What’s more, there is apparently no cap limiting the amount that customers would have to pay out. How this tax will affect businesses that rely on the internet is also unclear.

Writing for the Wall Street Journal, Margit Feher called the proposal “the latest in a series of extraordinary taxes” that have been implemented since the Fidesz party came into power in 2010.

The measure is billed as an expansion of taxes already levied on telecommunications companies, and is expected to rake in some 20 billion forints (roughly $83 million) a year, according to a statement by Peter Beno Banai of the economy ministry.

News of the proposal has already triggered a massive response online with users debating the issue. Some claimed the law isn’t as bad as it sounds because internet service providers are urged to foot the bill and because the extra money will be used to upgrade infrastructure. Others, however, argue the cost will be passed onto users, especially those consuming too much data.

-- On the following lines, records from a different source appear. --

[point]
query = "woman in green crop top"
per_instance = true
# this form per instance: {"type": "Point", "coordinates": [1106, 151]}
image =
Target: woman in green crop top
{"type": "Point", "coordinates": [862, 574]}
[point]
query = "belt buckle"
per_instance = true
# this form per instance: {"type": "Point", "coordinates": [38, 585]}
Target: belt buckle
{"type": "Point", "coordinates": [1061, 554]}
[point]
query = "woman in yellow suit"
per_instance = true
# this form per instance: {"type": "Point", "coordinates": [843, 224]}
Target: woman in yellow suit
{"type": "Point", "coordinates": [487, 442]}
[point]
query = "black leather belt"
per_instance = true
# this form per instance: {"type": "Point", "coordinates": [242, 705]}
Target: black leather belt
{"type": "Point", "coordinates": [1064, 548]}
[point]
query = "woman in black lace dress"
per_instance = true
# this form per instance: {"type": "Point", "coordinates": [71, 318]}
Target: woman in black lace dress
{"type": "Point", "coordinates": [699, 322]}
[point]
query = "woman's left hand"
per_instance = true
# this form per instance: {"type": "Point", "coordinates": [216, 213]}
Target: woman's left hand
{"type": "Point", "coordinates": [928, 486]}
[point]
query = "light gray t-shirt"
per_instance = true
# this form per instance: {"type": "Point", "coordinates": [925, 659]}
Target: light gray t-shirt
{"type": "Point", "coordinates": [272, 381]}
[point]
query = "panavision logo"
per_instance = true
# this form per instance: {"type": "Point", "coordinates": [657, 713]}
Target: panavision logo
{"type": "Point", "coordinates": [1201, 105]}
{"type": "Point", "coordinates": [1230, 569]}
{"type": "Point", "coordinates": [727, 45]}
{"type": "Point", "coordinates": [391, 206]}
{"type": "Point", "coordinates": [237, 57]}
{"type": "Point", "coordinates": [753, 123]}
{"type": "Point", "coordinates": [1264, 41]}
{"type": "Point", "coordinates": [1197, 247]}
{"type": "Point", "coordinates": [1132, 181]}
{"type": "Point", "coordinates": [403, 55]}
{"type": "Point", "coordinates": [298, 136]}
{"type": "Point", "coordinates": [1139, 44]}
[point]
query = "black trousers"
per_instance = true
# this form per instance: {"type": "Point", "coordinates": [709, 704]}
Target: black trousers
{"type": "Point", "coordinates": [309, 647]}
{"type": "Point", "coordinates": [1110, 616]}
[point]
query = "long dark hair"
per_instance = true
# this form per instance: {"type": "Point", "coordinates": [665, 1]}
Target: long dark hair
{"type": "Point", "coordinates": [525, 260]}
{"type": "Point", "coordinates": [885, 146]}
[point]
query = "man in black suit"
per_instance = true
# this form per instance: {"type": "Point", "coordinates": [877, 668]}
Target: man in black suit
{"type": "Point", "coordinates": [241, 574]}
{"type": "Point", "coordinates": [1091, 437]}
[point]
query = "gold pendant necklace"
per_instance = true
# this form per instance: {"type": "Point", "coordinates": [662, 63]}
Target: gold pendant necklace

Facebook pages are already sprouting up as internet users announce plans to protest the tax. One event listing for October 26 has some 7,600 people going, with another thousand or so saying they might attend. Users have been sharing pictures of mass protests in Hong Kong, seemingly anticipating a serious showing and emphasizing that if Hungarians do not unite and resist the move, other governments around the globe may try to do the same.